Written by: Christina Goldbaum
It happens in seconds. Tusks turn towards the sky and the roughly 27,000lb, 13-foot tall elephant stops, scuttles backwards, flaps its ears, turns around… and runs in the opposite direction.
The reason? A white, four-propeller drone no bigger than a frisbee.

“People think the drones work because they sound like bees,” says conservation biologist David Olson, noting that bees are a nuisance to elephants. “And the drones are like the mother of all Tsetse flies.”
Olson and his team at the conservation organisation RESOLVE and the Tanzania Wildlife Research Institute have been experimenting with the ability of small drones to herd elephants out of farms and into protected areas in Tanzania. The goal is to reduce human-elephant conflict (HEC), the decade-old struggle between farmers trying to grow crops and elephants scavenging for a meal. Unable to effectively discourage the elephants, farmers have begun resorting to extreme measures, including killing the animals with poisoned watermelons and arrows to save their crops.

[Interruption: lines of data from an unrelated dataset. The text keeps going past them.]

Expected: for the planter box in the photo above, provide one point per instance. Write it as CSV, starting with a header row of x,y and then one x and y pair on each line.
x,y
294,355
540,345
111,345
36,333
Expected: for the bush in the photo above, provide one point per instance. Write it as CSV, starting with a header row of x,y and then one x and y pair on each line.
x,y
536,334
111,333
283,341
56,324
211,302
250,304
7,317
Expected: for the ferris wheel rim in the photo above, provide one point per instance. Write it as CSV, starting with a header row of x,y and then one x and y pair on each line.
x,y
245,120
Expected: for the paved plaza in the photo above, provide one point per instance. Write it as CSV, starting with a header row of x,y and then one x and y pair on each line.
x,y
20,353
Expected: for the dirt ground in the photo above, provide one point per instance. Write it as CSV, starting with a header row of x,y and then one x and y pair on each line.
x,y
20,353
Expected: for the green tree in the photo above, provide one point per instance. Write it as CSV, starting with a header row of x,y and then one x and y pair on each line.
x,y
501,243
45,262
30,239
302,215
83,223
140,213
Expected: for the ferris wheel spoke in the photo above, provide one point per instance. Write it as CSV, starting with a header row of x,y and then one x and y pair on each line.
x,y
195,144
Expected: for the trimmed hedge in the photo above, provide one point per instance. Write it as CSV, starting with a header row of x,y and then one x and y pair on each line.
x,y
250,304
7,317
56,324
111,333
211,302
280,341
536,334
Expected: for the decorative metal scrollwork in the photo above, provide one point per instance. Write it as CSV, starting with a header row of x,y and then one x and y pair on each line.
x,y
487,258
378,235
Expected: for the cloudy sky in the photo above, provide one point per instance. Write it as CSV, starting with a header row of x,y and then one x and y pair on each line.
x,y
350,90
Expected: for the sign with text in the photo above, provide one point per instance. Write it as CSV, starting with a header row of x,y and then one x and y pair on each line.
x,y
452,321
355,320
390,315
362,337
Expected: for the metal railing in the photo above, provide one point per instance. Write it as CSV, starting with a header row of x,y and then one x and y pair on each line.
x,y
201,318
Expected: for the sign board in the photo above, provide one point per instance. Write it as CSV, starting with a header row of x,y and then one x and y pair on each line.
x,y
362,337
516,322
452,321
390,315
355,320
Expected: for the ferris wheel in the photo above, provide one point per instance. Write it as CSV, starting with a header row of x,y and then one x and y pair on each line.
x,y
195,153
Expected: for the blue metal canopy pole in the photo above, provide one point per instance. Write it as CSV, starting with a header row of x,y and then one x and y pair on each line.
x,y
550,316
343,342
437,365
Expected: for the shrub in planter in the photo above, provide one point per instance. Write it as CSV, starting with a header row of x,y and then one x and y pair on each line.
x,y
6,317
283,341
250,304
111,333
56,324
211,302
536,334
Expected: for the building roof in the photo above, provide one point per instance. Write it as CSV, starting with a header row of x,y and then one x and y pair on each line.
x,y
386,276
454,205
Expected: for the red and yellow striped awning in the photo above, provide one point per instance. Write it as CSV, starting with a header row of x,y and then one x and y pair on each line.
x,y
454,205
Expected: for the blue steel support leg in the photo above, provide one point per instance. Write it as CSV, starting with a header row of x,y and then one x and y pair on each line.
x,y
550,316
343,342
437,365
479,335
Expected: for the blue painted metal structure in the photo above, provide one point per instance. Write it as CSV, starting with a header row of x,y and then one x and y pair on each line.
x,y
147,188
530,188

The project is being tested this month in Tarangire National Park as crops are harvested and the height of elephant raiding season begins. Each night community scouts patrol the surrounding farms, calling in rangers armed with drones when they spot an elephant crossing into farmland.
And so far the test results are clear: drones work.
“With the small phantom drones elephants react in thirty seconds and it only takes four minutes or less to chase the elephant off the farm,” says RESOLVE’s Jonathan Konuche, who has helped to train rangers in the use of drones. “And the rangers are in their vehicle at a safe distance.”

Prior to using drones, rangers flashed lights, made loud noises, and threw firecrackers wrapped in chilli – a substance elephants hate – to chase the animals out of farms, but the process was time-consuming and often ineffective.
When the possibility of using drones first emerged, the team imagined attaching small sacks of chilli powder to the drones’ belly, flying them over stubborn bulls, and shaking the drones to disperse chilli powder over the elephants – what they dubbed “chilli clouds.” But after initial tests, rangers realised that using the drones without chilli could push elephants and would avoid some painful mishaps.
“We’ve had a lot of chilli in the eye,” Konuche says, laughing. “But the rangers are tough.”
Chilli accidents aren’t the project’s only challenge though. The drones are expensive (roughly US$1,100 per drone), their batteries last only twenty minutes, and their durability in tough field conditions is still uncertain.
“We can’t afford to be buying six new drones every year,” says Olson. “They need to last two to three seasons.”
Olson still has high hopes for scaling the programme in Tanzania where the elephant population has plummeted by 60% in the last five years, according to a new report from the Tanzanian National Parks Authority.
“We’re losing elephants fast,” Olson says. “We think these drones have a good use wherever elephants are.”